When you’re training, you’re getting specific. This means you’re training with a specific exercise, like running, or group of exercises—either under the guidance of a trainer or yourself—with the specific aim of getting better at it. The goal of the training can be improving technique, speed, endurance, or increasing the amount weight when lifting– but training is all about having a predetermined goal, and a predetermined way to get there.
By contrast, when you’re working out, the goal is typically to increase your heart rate, get a good sweat and find out what specific areas you could improve through focused training. In a workout, the focus is not about improving technique; it’s about maintaining technique despite all the grind and fatigue.
Basically, being physically fit means that your body does what you want it to at a reasonable level at work and at play. But how we aim to achieve this physically fit state is where the split between training and exercising begins.
The largest distinction between the two approaches to physical fitness is in the immediacy of gratification. People who exercise are performing a workout for the purpose of immediate feedback, to break a sweat, increase heart rate etc. Those who train are using each session as a stepping-stone towards a larger goal.
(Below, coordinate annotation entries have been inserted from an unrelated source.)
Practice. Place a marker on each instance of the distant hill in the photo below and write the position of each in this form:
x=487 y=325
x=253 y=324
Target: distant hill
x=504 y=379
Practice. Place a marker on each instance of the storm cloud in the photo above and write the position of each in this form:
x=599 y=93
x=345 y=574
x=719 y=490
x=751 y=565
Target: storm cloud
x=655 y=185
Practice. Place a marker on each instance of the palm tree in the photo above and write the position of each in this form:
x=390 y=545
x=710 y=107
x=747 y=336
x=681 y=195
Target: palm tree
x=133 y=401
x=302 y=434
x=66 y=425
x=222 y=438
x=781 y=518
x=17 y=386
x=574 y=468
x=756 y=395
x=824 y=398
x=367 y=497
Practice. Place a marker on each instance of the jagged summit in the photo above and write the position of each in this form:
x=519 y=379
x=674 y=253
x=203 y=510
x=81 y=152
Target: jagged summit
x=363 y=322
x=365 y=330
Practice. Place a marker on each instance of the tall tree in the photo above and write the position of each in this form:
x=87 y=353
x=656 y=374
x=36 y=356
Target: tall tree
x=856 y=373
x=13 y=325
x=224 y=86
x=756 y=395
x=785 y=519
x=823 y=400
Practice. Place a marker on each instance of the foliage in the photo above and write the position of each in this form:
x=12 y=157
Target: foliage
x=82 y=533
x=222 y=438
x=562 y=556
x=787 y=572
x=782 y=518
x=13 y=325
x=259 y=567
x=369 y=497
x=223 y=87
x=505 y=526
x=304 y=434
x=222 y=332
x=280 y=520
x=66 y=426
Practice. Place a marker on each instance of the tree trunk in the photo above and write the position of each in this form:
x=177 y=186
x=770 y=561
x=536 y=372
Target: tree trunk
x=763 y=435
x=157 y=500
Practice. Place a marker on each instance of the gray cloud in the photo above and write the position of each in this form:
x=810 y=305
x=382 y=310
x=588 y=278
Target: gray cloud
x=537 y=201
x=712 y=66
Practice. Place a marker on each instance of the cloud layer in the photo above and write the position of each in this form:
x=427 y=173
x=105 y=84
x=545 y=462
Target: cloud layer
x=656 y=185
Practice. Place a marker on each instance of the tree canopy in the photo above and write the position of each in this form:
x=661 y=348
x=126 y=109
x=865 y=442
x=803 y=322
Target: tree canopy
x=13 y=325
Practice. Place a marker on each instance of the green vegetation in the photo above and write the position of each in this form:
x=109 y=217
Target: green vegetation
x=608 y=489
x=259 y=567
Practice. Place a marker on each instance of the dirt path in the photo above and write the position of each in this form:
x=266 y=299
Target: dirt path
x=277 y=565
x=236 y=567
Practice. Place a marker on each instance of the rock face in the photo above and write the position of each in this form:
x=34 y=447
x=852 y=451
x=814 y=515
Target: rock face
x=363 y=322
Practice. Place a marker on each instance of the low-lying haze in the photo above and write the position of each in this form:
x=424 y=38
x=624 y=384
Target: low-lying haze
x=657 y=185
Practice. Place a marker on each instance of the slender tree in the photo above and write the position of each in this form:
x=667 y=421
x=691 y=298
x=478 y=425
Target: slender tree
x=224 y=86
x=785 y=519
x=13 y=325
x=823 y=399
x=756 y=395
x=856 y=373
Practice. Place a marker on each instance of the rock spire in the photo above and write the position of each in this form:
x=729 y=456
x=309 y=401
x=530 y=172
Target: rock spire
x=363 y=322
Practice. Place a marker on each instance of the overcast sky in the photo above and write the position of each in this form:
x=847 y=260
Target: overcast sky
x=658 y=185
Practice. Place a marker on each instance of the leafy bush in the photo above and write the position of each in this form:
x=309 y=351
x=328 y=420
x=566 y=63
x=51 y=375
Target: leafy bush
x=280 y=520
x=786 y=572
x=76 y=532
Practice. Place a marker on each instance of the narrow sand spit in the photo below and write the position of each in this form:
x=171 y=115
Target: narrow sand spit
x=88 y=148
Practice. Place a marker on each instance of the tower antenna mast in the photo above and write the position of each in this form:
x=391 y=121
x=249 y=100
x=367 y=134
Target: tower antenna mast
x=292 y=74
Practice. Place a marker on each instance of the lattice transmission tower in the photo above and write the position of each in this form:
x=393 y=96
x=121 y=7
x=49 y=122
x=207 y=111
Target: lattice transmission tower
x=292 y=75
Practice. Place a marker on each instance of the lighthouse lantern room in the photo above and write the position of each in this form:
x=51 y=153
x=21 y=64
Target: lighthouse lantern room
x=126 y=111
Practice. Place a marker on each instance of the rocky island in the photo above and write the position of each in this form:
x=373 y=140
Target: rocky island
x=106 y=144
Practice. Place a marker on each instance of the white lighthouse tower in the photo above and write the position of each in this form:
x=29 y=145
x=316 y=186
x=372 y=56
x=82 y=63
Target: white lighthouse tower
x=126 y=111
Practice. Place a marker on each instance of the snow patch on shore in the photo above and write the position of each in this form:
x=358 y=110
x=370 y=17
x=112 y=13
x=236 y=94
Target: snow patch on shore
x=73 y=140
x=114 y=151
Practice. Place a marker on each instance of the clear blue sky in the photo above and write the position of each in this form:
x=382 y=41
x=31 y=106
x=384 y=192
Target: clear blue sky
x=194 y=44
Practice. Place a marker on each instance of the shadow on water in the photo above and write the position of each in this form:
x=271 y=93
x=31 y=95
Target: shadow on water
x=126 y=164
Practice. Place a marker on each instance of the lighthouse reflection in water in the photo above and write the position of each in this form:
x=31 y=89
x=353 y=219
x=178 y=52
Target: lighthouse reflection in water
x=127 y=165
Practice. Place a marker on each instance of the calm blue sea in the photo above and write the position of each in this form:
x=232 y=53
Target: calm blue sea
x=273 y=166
Take for instance the runners at my studio. Their training is very specific to the type of goal that they have set for themselves. In their case, it’s to run a 15km race.
For exercisers, each workout is a reward unto itself, where as for those who train, each workout is a means to a larger goal or reward. This idea can be equated to someone who plays tennis as a hobby versus someone that trains 6 hours a day because they want to compete as a professional tennis player.
Training involves measurable specific goals achieved through planned incremental progress. These goals can be performance or health based as long as they are measurable. Measurable goals could be increasing your weights on a weekly basis or reducing body fat percentage by 3% or doing 10 chin-ups. Exercising on the other hand involves more vague aspirations such as “I want to get in shape,” or, “I want to look better in my clothes”.
Nonetheless, it’s important for us to understand what are goals are and how we can best achieve them. And I think one of the first steps in doing do is determining what our intentions are as they relate to physical health and fitness.